The ESRS standards have been announced, and the industry has responded with mixed reactions. We take a look at the different perspectives on what this means for the future of corporate sustainability reporting.
The European Commission adopted the European Sustainability Reporting Standards (ESRS) on Monday, July 31. The standards are mandatory for all companies subject to the Corporate Sustainability Reporting Directive (CSRD) and will affect over 50,000 companies.
The ESRS has been met with mixed reactions. Some see them as a step forward in the transition to a sustainable EU economy, while others believe that they are too lenient and give companies too much control over the level of information they are required to disclose.
We share some reactions from the green economy, both good and bad.
Philippe Diaz, senior manager, sustainable finance at WWF Germany
“Sustainability reporting is nothing new – the Global Reporting Initiative has existed for decades. Yet the European Commission still caved in to pressure from conservative industry groups and has weakened the Standards to the point that loopholes have become motorways for greenwashing. This is a serious betrayal of trust and undermines Europe’s claim to leadership in building an economy that is socially just and compatible with the planetary boundaries.”
Eelco van der Enden, CEO of GRI
“As provider of the world’s most widely used standards for impacts, we support the maximum level of interoperability between ESRS and GRI, which will mean double reporting by companies can be avoided. We believe in a user-friendly reporting system that addresses all sustainability topics – for impacts as well as risks and opportunities – on a global scale. This position also reflects our commitment to continued collaboration with the ISSB to arrive at the global comprehensive baseline for sustainability reporting.”
Aleksandra Palinska, Executive Director at Eurosif
“We regret that the investors’ calls to retain key ESG indicators as mandatory have not been heard. Investors need specific corporate disclosures to allocate capital in line with EU Climate Law and Green Deal objectives and to prepare their own sustainability-related disclosures.”
Mark Vaessen, chair of the global corporate & sustainability reporting topic team at KPMG
“Now the final text of the ESRSs is clear, companies in scope have no time to lose before these standards become mandatory. The scale and ambition of these standards is unparalleled, and there are key differences to other international frameworks. Companies need to get ready to meet the challenges and realise the opportunities that enhanced reporting will bring.”
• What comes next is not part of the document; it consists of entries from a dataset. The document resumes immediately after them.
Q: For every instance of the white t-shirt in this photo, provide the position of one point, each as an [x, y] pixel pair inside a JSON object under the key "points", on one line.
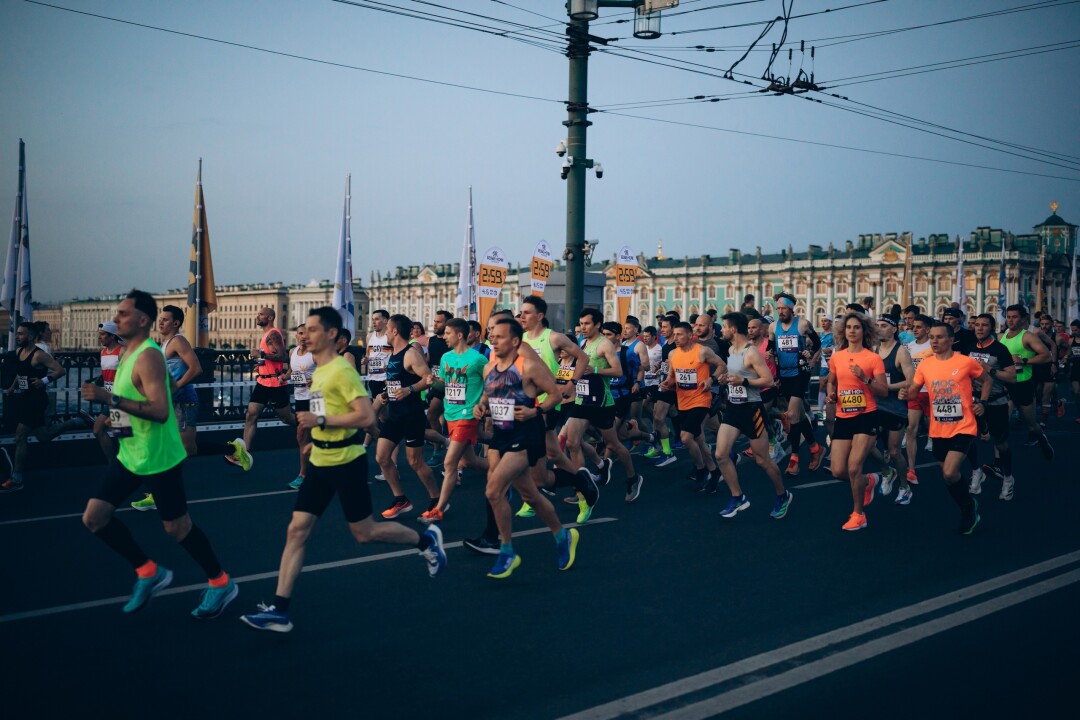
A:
{"points": [[378, 353], [300, 369]]}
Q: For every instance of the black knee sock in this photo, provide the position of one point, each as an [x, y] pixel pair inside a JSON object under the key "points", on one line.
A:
{"points": [[959, 492], [1006, 460], [119, 538], [198, 546], [565, 479]]}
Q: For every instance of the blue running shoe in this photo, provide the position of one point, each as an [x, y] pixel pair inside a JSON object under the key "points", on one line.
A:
{"points": [[434, 555], [736, 505], [215, 599], [504, 565], [664, 460], [780, 507], [268, 619], [147, 587], [568, 549]]}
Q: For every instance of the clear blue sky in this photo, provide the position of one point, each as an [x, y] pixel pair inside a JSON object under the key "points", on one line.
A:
{"points": [[116, 118]]}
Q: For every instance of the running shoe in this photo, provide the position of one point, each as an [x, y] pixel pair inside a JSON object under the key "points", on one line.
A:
{"points": [[586, 499], [504, 565], [429, 516], [736, 505], [11, 486], [872, 481], [145, 504], [215, 599], [435, 556], [781, 505], [634, 489], [606, 471], [856, 521], [664, 460], [793, 466], [567, 548], [975, 486], [147, 587], [888, 479], [396, 508], [970, 518], [1048, 449], [268, 617], [482, 545], [240, 456]]}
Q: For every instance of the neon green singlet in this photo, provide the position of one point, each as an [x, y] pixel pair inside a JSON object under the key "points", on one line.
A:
{"points": [[153, 447]]}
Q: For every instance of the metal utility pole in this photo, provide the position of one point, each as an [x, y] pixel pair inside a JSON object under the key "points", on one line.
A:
{"points": [[577, 123]]}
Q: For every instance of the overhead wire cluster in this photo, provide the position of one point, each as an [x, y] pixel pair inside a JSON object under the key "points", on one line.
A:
{"points": [[767, 85]]}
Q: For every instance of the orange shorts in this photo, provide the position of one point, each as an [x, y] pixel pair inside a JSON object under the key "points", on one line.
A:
{"points": [[463, 431]]}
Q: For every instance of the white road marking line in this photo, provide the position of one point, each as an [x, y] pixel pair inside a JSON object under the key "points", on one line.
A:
{"points": [[704, 680], [812, 670], [266, 575]]}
Mirjam Wolfrum, policy engagement director for Europe at CDP
“The much anticipated adoption of the ESRS marks the dawn of a new age of environmental responsibility in business and financial planning. However, compromises were made to ensure successful adoption: all disclosures, including climate related, are now subject to companies’ own materiality assessment. In addition, certain disclosures including scope 3 emissions and all of biodiversity related disclosures have been phased in. Understanding why companies disregard certain topics will be essential to ensure comparable and meaningful information for investors, auditors, and regulators.”
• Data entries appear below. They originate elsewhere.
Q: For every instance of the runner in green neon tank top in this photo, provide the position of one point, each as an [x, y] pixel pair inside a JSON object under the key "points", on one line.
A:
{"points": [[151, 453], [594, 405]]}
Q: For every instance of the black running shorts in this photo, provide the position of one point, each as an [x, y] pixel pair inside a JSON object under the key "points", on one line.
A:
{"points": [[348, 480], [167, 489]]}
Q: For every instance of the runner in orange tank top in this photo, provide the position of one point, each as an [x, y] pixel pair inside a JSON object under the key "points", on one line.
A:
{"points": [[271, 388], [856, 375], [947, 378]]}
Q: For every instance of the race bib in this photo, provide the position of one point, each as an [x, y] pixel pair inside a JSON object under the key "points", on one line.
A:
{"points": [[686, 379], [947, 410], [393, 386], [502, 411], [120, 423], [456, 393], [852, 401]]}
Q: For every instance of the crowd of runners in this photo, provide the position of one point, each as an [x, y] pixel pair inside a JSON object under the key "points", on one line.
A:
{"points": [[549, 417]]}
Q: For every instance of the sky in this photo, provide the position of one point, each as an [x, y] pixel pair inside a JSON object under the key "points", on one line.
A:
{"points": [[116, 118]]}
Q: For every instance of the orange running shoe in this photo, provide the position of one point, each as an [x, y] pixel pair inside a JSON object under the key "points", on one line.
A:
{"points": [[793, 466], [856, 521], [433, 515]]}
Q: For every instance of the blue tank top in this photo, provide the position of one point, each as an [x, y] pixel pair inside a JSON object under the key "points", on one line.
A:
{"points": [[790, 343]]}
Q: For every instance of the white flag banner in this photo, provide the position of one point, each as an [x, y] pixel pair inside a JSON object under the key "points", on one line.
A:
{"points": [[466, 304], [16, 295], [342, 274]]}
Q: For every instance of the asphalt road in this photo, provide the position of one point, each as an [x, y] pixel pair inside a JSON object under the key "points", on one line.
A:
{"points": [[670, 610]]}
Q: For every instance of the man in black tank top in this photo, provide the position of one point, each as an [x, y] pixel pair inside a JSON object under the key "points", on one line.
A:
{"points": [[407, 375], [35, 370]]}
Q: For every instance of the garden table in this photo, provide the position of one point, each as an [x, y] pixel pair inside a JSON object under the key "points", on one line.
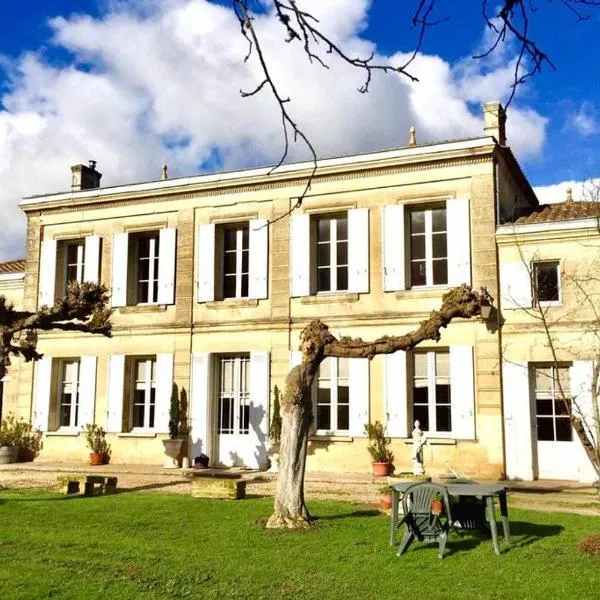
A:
{"points": [[487, 493]]}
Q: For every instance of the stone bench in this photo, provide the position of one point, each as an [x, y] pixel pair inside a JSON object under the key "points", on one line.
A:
{"points": [[86, 485]]}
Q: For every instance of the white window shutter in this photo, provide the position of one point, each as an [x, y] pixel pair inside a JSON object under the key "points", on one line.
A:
{"points": [[394, 259], [119, 269], [43, 385], [358, 250], [462, 392], [47, 273], [518, 442], [91, 262], [200, 405], [396, 394], [87, 390], [458, 226], [206, 263], [300, 255], [358, 372], [116, 386], [164, 389], [167, 265], [259, 259], [515, 285], [259, 406]]}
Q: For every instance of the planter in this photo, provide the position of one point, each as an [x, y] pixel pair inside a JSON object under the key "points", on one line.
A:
{"points": [[381, 469], [8, 454], [173, 452]]}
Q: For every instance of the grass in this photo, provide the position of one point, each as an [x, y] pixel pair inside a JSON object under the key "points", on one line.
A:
{"points": [[170, 546]]}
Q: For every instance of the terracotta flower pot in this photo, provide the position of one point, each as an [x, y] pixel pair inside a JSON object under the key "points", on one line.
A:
{"points": [[381, 469]]}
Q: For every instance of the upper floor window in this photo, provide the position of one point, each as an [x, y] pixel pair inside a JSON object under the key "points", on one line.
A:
{"points": [[546, 279], [332, 253], [236, 261], [431, 397], [428, 247]]}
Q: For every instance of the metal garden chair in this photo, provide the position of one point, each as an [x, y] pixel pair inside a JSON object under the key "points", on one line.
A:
{"points": [[419, 521]]}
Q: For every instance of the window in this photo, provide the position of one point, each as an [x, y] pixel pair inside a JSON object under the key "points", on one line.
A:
{"points": [[233, 410], [236, 258], [331, 396], [68, 393], [332, 253], [146, 248], [546, 282], [552, 412], [431, 402], [428, 247], [144, 393]]}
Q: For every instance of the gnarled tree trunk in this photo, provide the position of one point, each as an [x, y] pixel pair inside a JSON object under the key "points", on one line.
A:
{"points": [[317, 343]]}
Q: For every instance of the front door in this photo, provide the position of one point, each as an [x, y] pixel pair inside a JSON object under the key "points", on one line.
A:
{"points": [[558, 453], [234, 444]]}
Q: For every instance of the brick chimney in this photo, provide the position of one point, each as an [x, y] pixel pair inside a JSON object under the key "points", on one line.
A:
{"points": [[85, 178], [494, 121]]}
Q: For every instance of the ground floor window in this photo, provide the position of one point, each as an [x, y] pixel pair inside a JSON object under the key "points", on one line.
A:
{"points": [[431, 401], [233, 405], [552, 409]]}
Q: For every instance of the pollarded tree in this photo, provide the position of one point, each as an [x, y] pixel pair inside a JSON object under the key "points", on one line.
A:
{"points": [[84, 308], [317, 343]]}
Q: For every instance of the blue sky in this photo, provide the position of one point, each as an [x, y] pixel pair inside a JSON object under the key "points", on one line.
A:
{"points": [[134, 83]]}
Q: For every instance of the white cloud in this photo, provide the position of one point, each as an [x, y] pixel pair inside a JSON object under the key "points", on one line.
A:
{"points": [[157, 81]]}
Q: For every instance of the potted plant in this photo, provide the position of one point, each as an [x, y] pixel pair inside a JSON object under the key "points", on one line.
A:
{"points": [[95, 438], [174, 444], [379, 449], [275, 432]]}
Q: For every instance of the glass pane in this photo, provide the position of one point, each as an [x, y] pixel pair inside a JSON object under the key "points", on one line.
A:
{"points": [[545, 429], [563, 429], [417, 273], [442, 416], [440, 246], [440, 272], [417, 247], [438, 219], [342, 278], [417, 221], [323, 230]]}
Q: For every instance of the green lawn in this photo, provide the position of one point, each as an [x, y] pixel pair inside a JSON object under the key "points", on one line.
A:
{"points": [[168, 546]]}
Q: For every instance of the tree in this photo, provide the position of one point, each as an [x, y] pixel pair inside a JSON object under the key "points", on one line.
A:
{"points": [[84, 308], [317, 343]]}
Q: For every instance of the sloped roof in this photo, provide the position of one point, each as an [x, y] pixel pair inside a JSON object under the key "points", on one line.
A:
{"points": [[12, 266], [561, 211]]}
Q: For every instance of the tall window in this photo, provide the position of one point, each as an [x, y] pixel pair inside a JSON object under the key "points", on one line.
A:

Mairead McGuinness, Commissioner for Financial Services, Financial Stability and Capital Markets Union
“The standards we have adopted today are ambitious and are an important tool underpinning the EU’s sustainable finance agenda. They strike the right balance between limiting the burden on reporting companies while at the same time enabling companies to show the efforts they are making to meet the Green Deal Agenda, and accordingly have access to sustainable finance.”
Jean-Paul Servais, Chair of IOSCO
“Coming just after the recent endorsement of the ISSB standards by IOSCO, this announcement by the European Commission means that the EU, which is such an important part of global financial markets, takes significant steps towards integrating ISSB disclosure requirements and adds the 27 Member States of the European Union to the global wave of support for the ISSB standards around the world, and it does so at a crucial time”.